Figure 2–28. Arc injection exploit
When f() returns, it pops the stored eip off the stack and transfers control to this address. In this case, the eip has been overwritten with the address of the return sequence shown in Figure 2–28 (c). This sequence is usually the instructions generated for the return to the exploited function, but it can appear anywhere in the code segment for the process. The return sequence assigns the frame pointer (now pointing to Frame 3) to the stack pointer and returns control to the the next arbitrary function to be called (in this case, g()).
An attacker can repeat this sequence as required to invoke a sequence of functions to accomplish an exploit. The attacker could also reproduce the original frame contents on the stack to return control to main() after the exploit has executed.
An attacker may prefer arc injection over code injection for several reasons.
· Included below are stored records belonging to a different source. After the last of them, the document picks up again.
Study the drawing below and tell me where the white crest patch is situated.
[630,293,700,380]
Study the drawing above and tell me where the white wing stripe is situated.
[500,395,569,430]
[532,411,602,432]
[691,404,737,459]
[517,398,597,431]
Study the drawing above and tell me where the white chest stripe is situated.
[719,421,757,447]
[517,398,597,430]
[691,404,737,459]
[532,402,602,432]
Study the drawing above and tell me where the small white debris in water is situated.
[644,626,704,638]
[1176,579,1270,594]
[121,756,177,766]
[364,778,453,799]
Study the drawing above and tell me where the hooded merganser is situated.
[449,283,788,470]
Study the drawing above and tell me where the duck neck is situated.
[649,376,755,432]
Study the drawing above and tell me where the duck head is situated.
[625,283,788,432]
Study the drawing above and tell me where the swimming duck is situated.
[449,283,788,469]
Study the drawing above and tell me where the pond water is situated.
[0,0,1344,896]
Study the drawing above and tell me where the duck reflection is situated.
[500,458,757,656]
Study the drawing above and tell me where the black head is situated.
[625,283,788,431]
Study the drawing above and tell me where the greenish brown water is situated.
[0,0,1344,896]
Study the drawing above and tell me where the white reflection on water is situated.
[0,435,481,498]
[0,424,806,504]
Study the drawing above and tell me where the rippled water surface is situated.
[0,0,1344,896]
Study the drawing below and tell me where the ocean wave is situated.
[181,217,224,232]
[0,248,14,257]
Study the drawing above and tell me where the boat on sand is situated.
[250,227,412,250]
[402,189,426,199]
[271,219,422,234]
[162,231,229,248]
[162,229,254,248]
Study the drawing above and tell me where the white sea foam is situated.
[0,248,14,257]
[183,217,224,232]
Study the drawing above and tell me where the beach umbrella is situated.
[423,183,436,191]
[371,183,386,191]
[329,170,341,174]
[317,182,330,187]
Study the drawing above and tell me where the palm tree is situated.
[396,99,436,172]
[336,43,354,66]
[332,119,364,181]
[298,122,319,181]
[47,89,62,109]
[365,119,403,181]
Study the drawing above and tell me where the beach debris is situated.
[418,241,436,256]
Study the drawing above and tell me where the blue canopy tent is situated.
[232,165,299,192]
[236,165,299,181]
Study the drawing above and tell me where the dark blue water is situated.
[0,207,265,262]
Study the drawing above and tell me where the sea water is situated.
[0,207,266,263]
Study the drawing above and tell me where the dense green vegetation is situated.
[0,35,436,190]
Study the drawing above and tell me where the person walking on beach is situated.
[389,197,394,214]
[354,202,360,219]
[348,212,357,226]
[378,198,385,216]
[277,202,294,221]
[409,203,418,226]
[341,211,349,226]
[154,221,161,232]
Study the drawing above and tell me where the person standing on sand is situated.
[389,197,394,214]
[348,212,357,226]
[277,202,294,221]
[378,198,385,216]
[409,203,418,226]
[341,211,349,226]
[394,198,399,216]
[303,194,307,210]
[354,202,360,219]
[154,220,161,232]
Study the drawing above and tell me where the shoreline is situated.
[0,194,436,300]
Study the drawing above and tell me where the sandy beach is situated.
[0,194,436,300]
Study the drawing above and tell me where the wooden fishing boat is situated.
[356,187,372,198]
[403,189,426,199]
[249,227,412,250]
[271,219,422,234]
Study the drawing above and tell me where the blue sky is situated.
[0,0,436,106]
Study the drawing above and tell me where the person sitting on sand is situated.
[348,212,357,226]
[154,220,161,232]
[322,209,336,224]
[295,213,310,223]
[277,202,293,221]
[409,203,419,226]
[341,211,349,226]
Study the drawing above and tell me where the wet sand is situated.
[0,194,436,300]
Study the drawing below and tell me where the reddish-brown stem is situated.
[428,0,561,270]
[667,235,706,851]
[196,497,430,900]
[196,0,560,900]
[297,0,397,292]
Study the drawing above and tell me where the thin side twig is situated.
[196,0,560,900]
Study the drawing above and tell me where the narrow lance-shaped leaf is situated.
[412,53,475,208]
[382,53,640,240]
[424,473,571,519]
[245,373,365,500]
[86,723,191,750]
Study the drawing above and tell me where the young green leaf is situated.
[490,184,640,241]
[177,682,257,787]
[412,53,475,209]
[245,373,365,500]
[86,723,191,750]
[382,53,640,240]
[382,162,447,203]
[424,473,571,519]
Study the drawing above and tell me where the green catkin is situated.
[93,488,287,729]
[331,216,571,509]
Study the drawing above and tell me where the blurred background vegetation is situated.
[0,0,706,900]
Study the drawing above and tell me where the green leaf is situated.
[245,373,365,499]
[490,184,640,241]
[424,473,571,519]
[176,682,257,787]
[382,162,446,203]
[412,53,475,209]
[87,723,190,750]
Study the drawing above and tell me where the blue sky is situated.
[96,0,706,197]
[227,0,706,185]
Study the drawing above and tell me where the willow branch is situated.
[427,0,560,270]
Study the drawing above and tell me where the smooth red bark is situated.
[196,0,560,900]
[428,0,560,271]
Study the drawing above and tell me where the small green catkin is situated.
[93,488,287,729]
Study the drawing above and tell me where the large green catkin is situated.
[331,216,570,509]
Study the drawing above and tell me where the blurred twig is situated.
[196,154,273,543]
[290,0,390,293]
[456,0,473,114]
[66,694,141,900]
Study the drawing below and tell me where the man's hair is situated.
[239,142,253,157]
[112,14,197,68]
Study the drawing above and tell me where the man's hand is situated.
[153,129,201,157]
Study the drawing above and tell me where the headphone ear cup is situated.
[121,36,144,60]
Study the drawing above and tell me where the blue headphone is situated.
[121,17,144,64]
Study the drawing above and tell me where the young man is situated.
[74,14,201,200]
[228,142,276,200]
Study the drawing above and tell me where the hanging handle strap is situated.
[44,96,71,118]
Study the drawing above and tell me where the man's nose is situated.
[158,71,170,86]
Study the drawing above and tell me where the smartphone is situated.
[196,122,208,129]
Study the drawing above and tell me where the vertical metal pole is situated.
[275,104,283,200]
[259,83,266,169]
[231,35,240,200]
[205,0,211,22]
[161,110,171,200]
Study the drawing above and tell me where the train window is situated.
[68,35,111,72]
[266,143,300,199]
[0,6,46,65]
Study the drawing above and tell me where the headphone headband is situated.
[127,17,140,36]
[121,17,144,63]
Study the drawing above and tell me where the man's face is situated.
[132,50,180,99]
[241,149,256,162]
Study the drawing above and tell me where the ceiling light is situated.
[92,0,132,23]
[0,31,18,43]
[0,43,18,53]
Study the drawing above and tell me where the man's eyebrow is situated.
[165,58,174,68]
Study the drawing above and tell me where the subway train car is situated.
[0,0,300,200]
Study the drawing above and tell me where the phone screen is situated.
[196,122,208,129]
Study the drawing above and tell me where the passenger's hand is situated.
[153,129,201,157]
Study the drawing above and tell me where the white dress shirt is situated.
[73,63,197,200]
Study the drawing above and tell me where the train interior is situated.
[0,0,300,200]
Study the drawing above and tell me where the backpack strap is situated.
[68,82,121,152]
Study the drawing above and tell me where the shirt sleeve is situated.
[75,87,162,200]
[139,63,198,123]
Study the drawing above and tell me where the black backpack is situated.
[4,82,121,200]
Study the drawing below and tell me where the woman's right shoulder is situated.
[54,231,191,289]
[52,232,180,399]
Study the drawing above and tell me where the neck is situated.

Because arc injection uses code already in memory on the target system, the attacker merely needs to provide the addresses of the functions and arguments for a successful attack. The footprint for this type of attack can be significantly smaller and may be used to exploit vulnerabilities that cannot be exploited by the code injection technique. Arc injection is a data-based attack that cannot be defeated by making memory segments (such as the stack) nonexecutable.
Chaining function calls together allows for more powerful attacks. A security-conscious programmer, for example, might follow the principle of least privilege [Saltzer 75] and drop privileges when not required. By chaining multiple function calls together, an exploit could regain privileges, for example, by calling setuid() before calling system().